Is the converse of previous statement also true?

It is not. Consider the function defined by: $$\begin{array}{l|rcl} f : & \mathbb R & \longrightarrow & \mathbb R \\ & \frac{1}{n} & \longmapsto & -1 \text{ for } n \ge 1 \text{ integer} \\ & x & \longmapsto & 1 \text{ otherwise} \end{array}$$ $\vert f \vert$ is the constant function equal to $1$, hence $\vert f \vert$ has $1$ for limit as $x$ tends to zero. However $\lim\limits_{x \to 0} f(x)$ doesn’t exist.

If $f$ has a limit at $a$ and $g$ not, then $f+g$ doesn’t have a limit at $a$?

This is a tricky question! The case where $\displaystyle \lim\limits_{x \to a} f(x) = l$ is finite is covered in the next paragraph. If $l$ is infinite, $f+g$ can have a limit at $a$. Consider $$\begin{array}{l|rcl} g : & (0,1) & \longrightarrow & \mathbb R \\ & x & \longmapsto & \sin \frac{1}{x} \end{array}$$ and $$\begin{array}{l|rcl} f : & (0,1) & \longrightarrow & \mathbb R \\ & x & \longmapsto & \frac{1}{x} \end{array}$$ We have $\displaystyle \lim\limits_{x \to 0^+} f(x)=+\infty$, $g$ doesn’t have a right limit at $0$ but $\displaystyle \lim\limits_{x \to 0^+} (f+g)(x)=+\infty$

If $f$ has a finite limit at $a$ and $g$ not, then $f+g$ doesn’t have a finite limit at $a$?

This is true. If $f+g$ was having a finite limit at $a$, writing $g=(f+g)-f$ we see that $g$ would have a limit as the difference of two functions having a limit at a point has a limit at that point. In contradiction with our hypothesis.

If $f$ is defined on (u,v) and monotonic, then $f$ has left and right limits at all $a \in (u,v)$?
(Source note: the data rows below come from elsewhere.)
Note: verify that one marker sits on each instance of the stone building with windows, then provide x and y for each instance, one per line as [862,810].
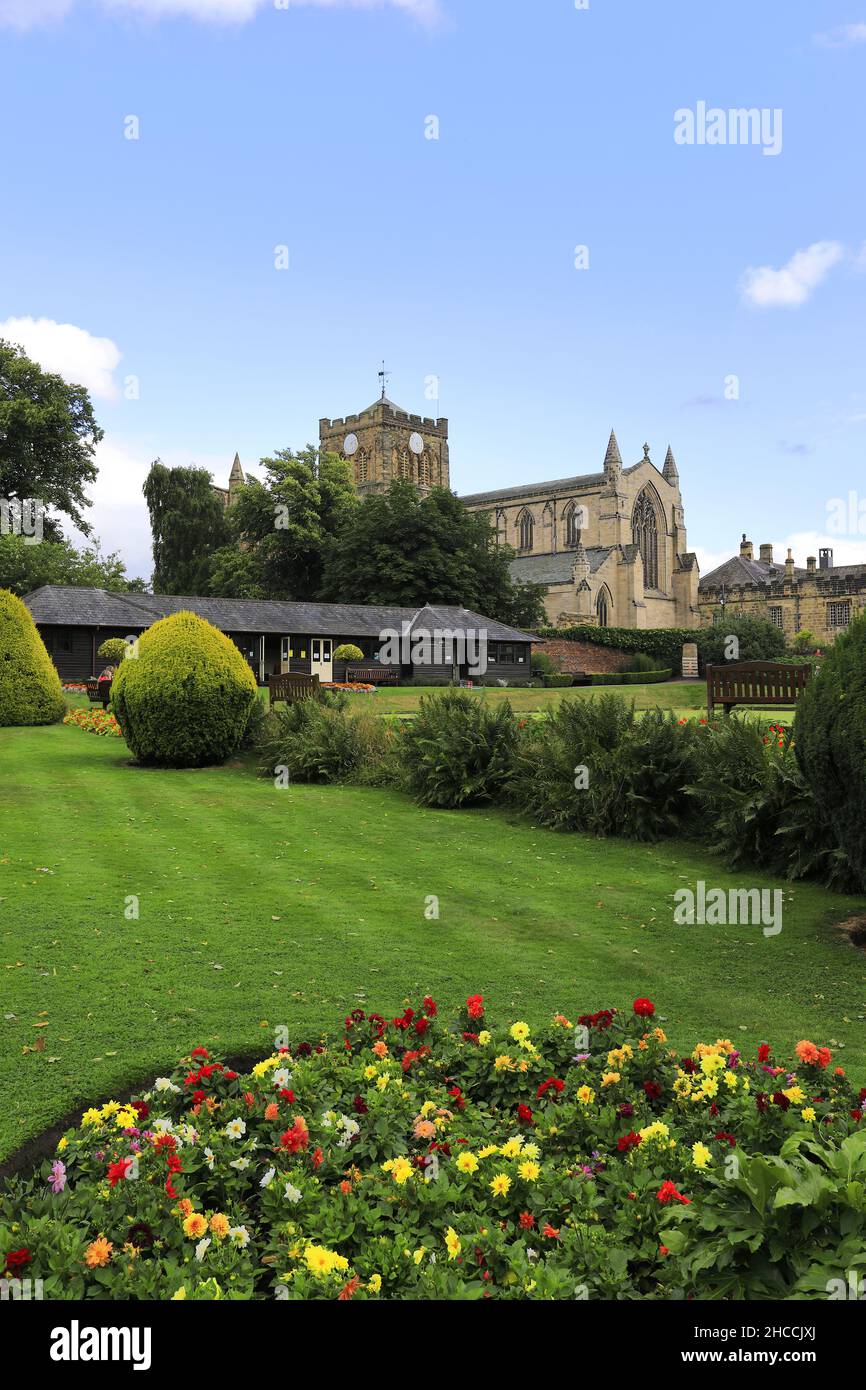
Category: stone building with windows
[609,546]
[822,599]
[385,442]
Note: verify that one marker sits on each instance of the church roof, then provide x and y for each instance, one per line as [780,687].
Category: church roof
[384,401]
[531,488]
[556,569]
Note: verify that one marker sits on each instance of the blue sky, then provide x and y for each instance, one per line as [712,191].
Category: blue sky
[262,127]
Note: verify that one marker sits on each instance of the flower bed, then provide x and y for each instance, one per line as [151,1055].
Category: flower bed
[414,1159]
[95,722]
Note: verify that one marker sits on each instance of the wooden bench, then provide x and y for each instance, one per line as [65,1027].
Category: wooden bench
[292,685]
[371,674]
[755,683]
[99,692]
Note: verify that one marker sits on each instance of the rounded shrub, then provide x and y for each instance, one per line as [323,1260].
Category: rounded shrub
[348,652]
[830,741]
[186,698]
[113,649]
[29,684]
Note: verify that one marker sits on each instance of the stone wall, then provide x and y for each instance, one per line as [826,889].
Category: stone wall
[584,656]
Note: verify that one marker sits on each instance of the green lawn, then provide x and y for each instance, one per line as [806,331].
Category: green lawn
[262,906]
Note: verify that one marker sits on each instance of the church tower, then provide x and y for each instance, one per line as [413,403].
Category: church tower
[385,442]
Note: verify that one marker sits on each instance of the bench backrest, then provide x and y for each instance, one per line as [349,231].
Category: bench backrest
[292,685]
[755,683]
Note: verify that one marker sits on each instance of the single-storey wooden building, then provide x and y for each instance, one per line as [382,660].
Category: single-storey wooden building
[434,642]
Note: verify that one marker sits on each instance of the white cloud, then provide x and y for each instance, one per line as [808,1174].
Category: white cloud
[27,14]
[793,284]
[844,36]
[68,350]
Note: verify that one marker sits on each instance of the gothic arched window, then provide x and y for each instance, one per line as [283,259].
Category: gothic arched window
[572,526]
[645,535]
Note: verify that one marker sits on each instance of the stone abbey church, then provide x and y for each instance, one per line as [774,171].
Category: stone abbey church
[609,546]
This is true. Suppose that $f$ is increasing (if $f$ is decreasing, just consider $-f$). We prove that $f$ has a left limit for all $a \in (u,v)$, the proof being similar for the right limit. Consider the set $S=\{f(x) | x < a\}$. $S$ is bounded by $f(a)$ and not empty as $f(\frac{u+a}{2}) \in S$. Therefore $S$ has a least upper bound $l$. For any $\epsilon > 0$, there exists $y < a$ with $l - \epsilon \le f(y) \le l$. As $f$ is increasing we have for $y < x < a$ $$f-\epsilon \le f(y) \le f(x) \le l$$ proving that $\displaystyle \lim\limits_{x \to a^-} f(x) = l$.
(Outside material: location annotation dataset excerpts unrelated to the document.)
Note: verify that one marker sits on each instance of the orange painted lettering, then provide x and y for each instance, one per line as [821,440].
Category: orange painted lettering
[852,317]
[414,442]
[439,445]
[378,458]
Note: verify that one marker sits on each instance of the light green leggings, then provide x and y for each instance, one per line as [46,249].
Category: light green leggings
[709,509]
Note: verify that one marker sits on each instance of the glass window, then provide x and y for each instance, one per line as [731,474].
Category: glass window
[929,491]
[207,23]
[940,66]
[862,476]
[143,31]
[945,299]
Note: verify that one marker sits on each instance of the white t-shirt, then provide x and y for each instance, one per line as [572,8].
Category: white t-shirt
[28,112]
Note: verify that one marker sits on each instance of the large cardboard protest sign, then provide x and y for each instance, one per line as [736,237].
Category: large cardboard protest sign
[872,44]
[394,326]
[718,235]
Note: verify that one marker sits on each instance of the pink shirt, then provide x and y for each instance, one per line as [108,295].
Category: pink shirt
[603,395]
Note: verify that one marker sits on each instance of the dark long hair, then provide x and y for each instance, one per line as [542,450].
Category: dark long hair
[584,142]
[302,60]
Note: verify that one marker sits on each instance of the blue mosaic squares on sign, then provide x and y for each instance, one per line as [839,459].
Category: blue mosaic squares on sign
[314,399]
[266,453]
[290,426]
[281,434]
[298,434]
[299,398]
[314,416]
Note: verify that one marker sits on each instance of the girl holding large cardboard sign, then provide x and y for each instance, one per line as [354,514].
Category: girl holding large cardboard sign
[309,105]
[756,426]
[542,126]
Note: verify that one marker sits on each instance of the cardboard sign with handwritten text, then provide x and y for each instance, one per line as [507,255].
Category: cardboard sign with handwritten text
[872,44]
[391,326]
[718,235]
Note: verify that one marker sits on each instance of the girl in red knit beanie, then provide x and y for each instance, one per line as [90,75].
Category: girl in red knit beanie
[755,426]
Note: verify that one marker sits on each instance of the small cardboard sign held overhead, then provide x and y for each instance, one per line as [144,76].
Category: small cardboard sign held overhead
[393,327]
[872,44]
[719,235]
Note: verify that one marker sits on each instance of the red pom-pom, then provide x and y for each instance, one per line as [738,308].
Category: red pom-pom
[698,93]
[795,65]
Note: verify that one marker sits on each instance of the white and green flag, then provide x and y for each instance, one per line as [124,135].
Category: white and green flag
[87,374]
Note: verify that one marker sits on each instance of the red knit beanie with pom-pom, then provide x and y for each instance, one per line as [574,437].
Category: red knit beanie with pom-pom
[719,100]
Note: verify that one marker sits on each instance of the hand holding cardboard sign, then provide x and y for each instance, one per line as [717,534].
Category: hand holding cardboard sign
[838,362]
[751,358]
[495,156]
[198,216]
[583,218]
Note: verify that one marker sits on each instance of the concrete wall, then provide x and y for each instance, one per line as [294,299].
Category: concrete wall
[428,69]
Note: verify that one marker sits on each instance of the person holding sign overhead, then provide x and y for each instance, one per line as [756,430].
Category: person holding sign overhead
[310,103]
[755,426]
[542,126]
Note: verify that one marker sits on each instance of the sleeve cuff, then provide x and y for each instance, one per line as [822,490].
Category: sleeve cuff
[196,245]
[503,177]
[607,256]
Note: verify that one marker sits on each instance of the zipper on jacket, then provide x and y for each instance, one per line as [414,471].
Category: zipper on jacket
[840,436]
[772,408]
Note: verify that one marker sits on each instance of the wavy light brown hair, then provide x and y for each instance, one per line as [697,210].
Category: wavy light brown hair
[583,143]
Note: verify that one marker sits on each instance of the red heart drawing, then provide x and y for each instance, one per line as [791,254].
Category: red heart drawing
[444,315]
If $f$ has finite left and right limits for all $a \in [u,v]$ then $f$ is bounded on $[u,v]$?

This is true. Suppose that $(a_n)$ is a sequence of $[u,v]$ with $(f(a_n))$ unbounded. As $[u,v]$ is compact one can find a converging subsequence $(a_{\alpha_n})$ converging to $a \in [u,v]$ with $(f(a_{\alpha_n}))$ unbounded. Then either an infinite number of elements of $(a_{\alpha_n})$ are less than $a$ and $f$ cannot have a finite left limit at $a$ or an infinite number of elements of $(a_{\alpha_n})$ are larger than $a$ and $f$ cannot have a finite right limit at $a$. In both cases we get a contradiction, hence $f$ is bounded on $[u,v]$.
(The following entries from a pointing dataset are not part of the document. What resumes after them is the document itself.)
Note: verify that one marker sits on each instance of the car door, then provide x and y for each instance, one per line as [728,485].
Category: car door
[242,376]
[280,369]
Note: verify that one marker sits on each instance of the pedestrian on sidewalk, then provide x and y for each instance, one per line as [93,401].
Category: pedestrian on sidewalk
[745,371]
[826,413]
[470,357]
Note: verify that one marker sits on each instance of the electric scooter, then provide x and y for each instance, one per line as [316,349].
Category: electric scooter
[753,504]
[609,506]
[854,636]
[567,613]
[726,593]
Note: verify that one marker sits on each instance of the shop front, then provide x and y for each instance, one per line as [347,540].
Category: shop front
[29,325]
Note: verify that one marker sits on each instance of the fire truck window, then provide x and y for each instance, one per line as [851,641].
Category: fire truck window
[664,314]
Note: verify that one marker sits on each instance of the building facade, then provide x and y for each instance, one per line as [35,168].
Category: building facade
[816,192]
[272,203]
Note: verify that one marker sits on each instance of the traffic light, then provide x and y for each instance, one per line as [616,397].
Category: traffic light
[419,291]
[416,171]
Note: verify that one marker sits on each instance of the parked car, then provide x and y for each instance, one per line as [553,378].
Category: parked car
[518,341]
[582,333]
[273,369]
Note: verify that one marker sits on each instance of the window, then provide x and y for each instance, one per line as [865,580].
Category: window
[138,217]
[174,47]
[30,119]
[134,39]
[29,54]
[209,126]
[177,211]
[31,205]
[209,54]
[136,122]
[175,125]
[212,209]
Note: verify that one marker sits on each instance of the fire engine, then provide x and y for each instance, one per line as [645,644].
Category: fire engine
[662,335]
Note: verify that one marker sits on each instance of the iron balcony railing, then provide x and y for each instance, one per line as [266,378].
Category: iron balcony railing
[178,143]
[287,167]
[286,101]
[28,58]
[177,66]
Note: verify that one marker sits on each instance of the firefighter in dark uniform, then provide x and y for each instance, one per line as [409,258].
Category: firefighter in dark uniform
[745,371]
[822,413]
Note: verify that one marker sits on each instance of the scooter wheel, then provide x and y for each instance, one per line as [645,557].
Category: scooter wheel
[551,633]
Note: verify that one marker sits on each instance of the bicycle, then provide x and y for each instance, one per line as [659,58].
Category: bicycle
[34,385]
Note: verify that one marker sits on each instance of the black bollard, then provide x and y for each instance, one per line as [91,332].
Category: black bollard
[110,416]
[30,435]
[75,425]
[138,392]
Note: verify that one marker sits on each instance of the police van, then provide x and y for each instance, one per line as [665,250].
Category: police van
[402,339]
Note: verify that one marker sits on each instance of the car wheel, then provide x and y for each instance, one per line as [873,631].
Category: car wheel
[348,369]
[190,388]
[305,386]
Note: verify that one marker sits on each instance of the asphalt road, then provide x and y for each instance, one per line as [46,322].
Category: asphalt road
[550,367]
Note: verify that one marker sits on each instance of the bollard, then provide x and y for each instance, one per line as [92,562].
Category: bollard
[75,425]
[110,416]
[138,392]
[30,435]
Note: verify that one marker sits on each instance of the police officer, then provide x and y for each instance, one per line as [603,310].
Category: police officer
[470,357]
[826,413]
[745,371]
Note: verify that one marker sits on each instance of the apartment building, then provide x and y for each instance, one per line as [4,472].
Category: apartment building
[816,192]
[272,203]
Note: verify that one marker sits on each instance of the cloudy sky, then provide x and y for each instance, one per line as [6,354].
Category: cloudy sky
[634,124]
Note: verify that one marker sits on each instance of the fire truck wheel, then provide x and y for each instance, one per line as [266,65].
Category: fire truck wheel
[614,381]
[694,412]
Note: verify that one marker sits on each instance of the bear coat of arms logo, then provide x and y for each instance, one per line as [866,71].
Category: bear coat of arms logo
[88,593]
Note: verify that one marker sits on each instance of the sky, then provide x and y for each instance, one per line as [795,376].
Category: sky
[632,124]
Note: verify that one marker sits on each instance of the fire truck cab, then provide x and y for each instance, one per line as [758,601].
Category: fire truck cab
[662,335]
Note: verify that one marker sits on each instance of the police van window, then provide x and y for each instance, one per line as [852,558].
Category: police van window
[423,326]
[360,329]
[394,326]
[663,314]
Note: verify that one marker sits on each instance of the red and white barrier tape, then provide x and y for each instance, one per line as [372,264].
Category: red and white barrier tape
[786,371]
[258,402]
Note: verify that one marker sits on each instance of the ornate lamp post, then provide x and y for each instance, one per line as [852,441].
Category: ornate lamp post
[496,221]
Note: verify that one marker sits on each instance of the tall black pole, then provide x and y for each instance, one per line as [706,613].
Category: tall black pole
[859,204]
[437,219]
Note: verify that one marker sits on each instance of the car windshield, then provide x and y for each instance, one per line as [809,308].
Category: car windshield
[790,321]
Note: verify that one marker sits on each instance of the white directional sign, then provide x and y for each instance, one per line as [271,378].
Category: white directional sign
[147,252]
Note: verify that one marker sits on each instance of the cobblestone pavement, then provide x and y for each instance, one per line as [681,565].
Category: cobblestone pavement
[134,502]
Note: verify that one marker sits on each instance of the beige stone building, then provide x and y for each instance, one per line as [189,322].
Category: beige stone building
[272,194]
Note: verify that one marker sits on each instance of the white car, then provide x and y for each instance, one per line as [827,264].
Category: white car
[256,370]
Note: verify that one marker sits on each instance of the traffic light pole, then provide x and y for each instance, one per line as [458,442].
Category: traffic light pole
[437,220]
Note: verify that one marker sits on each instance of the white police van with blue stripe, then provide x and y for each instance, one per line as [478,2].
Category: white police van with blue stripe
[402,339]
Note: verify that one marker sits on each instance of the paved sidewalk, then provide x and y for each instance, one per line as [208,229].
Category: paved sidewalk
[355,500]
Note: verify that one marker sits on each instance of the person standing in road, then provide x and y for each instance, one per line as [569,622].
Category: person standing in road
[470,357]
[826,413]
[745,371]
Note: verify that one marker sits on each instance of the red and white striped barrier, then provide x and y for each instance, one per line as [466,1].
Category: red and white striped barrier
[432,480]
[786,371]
What about the reverse of previous statement?

It is false. Consider the Dirichlet function $$\begin{array}{l|rcl} f : & \mathbb R & \longrightarrow & \mathbb R \\ & x & \longmapsto & 1 \text{ for } x \in \mathbb Q \\ & x & \longmapsto & 0 \text{ for } x \in \mathbb R \setminus \mathbb Q \end{array}$$ $f$ is bounded but doesn’t have a limit at any $a \in \mathbb R$ as $\mathbb Q$ is dense in $[0,1]$.

A real function $f$ has a limit at least one point $a \in \mathbb R$?

Is wrong. Consider again Dirichlet function of previous paragraph.

A function continuous at $a$ is continuous on an interval containing $a$?

Doesn’t hold. Consider $$\begin{array}{l|rcl} f : & \mathbb R & \longrightarrow & \mathbb R \\ & x & \longmapsto & \vert x \vert \text{ for } x \in \mathbb Q \\ & x & \longmapsto & 0 \text{ for } x \in \mathbb R \setminus \mathbb Q \end{array}$$ $f$ is continuous at $0$ as we have $\vert f(x) \vert \le \vert x \vert$ for all $x \in \mathbb R$.

However for $a \neq 0$ $f$ is not continuous at $a$ as:

• if $a \in \mathbb Q$, we have $f(a) > 0$ and $f(x_n)=0$ for a sequence $(x_n)$ of irrational points converging to $a$.
• if $a \in \mathbb R \setminus \mathbb Q$, we have $f(a) = 0$ and $f(x_n) \to \vert a \vert\ > 0$ for a sequence $(x_n)$ of rational points converging to $a$.

There exists at least an interval $(u,v)$ on which $f$ is bounded?

Is wrong. Have a look to a nowhere locally bounded function.